Last Updated: 30 January 2023
Keeping a lid on the fees you pay to financial intermediaries is like trying to eradicate bindweed. Chop off one plant’s head and two shoots take its place.
Yesterday Citywire reported that two UK-based fund of funds managers, Evercore and 7IM, both of which have been prominent advocates of ETFs, are under fire for neglecting to include ETFs’ total expense ratios in their own managed funds’ expense measures.
Factsheets for the Evercore PanDynamic funds, for example, available on the manager’s website, show the total expense ratios for the retail share class as 1.1% per annum. That’s 0.9% to the fund manager and 0.2% to cover administrative charges, the PanDynamic range’s prospectus makes clear.
However, Evercore’s PanDynamic funds invest exclusively in ETFs, which of course charge their own fees as well. The PanDynamic Growth fund had its three largest positions at the end of August (representing a collective 40% of the fund) in the iShares £ Corporate Bond ETF, the db x-trackers MSCI Emerging Markets ETF and the iShares MSCI Far East ex Japan ETF, which charge 0.2%, 0.65% and 0.74%, respectively.
Should Evercore be including these underlying fund charges in the overall expense figure it shows to clients? Undoubtedly, in my opinion.
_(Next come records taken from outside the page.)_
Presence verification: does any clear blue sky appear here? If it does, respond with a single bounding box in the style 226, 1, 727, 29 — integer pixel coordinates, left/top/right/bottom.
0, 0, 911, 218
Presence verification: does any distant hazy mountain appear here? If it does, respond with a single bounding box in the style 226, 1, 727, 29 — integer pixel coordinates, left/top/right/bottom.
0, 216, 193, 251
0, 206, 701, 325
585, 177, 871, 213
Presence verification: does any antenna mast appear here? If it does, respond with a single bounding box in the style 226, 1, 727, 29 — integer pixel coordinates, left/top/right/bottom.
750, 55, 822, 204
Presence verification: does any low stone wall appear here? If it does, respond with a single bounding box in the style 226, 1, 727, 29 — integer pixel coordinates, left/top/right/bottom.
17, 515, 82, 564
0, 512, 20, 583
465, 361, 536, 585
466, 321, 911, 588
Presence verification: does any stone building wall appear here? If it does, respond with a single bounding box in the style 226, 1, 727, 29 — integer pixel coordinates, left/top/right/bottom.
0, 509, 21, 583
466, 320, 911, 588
Unfortunately, it’s easy to think of several other cases where fees are added to fees without the end result being advertised to the investor, even where notionally low-cost ETFs are concerned. db x-trackers’ hedge fund index ETF, for example, which claims a total expense ratio of 0.9%, tracks a basket of hedge funds on Deutsche Bank’s managed account platform, all of which will levy their own fees before the index return is calculated. Being hedge funds, those fees are not cheap – but an investor in the ETF gets no measure of the cumulative effect of the charges, even though he pays them.
Where another hedge fund product is concerned, the MW TOPS Global Alpha ETF website spells out a little more clearly that its fund fee of 0.25% is going to be levied over and above a 1.5% management fee and 20% performance fee on the underlying index components. Those charges will land the end-investor with a total bill of well over 2% per annum if the fund produces any respectable positive return, though (something the MW TOPS Global Alpha fund has so far failed to do).
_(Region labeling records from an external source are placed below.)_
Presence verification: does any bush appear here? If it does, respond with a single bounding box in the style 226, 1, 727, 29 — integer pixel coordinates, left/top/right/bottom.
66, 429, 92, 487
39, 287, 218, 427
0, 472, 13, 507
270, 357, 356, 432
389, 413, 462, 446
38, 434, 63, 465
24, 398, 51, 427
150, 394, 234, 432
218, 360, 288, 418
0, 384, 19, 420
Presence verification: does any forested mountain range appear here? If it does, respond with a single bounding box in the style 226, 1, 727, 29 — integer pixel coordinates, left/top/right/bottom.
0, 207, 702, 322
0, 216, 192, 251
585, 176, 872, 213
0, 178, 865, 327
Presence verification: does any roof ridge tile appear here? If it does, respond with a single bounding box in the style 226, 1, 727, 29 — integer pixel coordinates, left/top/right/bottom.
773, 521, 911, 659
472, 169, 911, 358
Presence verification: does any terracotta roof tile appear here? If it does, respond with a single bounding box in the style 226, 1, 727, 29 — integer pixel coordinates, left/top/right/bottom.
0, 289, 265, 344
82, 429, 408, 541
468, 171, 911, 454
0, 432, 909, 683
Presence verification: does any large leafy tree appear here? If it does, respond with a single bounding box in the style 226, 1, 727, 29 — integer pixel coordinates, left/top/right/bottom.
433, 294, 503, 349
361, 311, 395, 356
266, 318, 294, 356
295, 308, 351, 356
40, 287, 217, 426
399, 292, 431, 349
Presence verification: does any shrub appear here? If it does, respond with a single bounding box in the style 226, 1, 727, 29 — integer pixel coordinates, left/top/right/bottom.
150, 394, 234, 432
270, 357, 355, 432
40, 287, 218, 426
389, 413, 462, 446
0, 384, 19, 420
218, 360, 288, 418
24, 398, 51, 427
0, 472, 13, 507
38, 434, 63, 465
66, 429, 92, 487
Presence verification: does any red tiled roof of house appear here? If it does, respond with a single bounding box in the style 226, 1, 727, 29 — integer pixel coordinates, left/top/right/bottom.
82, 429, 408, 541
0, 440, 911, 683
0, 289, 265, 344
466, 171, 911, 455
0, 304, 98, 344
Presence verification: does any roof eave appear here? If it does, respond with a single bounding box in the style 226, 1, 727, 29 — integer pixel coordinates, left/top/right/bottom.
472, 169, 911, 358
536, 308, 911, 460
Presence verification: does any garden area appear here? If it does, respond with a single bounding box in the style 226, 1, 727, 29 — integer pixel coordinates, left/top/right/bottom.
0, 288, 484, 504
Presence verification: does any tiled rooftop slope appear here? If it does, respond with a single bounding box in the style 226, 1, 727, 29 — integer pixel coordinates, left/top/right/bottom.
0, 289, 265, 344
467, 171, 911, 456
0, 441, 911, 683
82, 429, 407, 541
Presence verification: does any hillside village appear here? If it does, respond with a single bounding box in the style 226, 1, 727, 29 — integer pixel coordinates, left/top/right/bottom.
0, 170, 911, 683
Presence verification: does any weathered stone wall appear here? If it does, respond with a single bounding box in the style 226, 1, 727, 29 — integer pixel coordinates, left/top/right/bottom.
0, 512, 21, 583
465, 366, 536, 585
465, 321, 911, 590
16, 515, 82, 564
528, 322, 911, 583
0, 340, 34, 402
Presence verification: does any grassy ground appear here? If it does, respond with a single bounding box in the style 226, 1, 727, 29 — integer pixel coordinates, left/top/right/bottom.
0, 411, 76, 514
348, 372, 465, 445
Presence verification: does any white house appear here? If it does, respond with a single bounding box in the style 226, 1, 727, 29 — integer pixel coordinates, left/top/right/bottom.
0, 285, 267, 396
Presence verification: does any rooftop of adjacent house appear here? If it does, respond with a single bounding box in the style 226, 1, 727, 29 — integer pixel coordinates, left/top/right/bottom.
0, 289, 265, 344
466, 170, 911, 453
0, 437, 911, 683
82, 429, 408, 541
Perhaps the average investor in a fund of funds does have some idea that he’s going to be charged twice – at the umbrella fund level and at the underlying funds level – and, after all, there’s nothing forcing the investor to buy such a structure. Usually, and especially using ETFs, you can put together a diversified portfolio yourself. If your umbrella fund operator adds value through asset allocation, fair enough: you’re paying for it.
But fees are fees, they’re certain, and they detract from your ultimate return. If there are two (or more) levels facing the end-investor, then it’s misleading not to show the aggregate amount.
Unfortunately, umbrella fund double charging is perhaps the least difficult area when it comes to calculating real investor costs.
What about the cost of providing a swap for a swap-based ETF? If a fund pays a Libor-plus rate of interest to its swap counterparty, then those extra basis points above Libor will be reflected in an additional performance lag versus the fund’s benchmark, something that is not shown in the fund’s expense ratio at all, but which can only be measured after the fact. And if there is no Libor-plus charge, to what extent is the fund being given lower quality collateral in return for its swap contract? The “cost” of owning a sub-standard collateral basket is completely invisible in a fund’s tracking performance and might only appear in a bankruptcy event, but it’s there. Similar considerations of risk versus return arise when stock lending takes place. Is the fund bearing all the risk but gaining only part of the return? If so, that’s a cost too – but one that’s impossible to measure without greatly improved disclosure.
And what about setting a benchmark that’s too easy to beat because of the index’s dividend tax assumptions? If you then only match it, that’s also a cost to the end-investor, albeit one that’s completely invisible at first glance.
There’s almost no end to this. Clever fund designers will always try to generate more revenue for themselves from less, while those of us observing from outside (and the regulators) struggle to keep up. But weren’t ETFs supposed to be about transparency?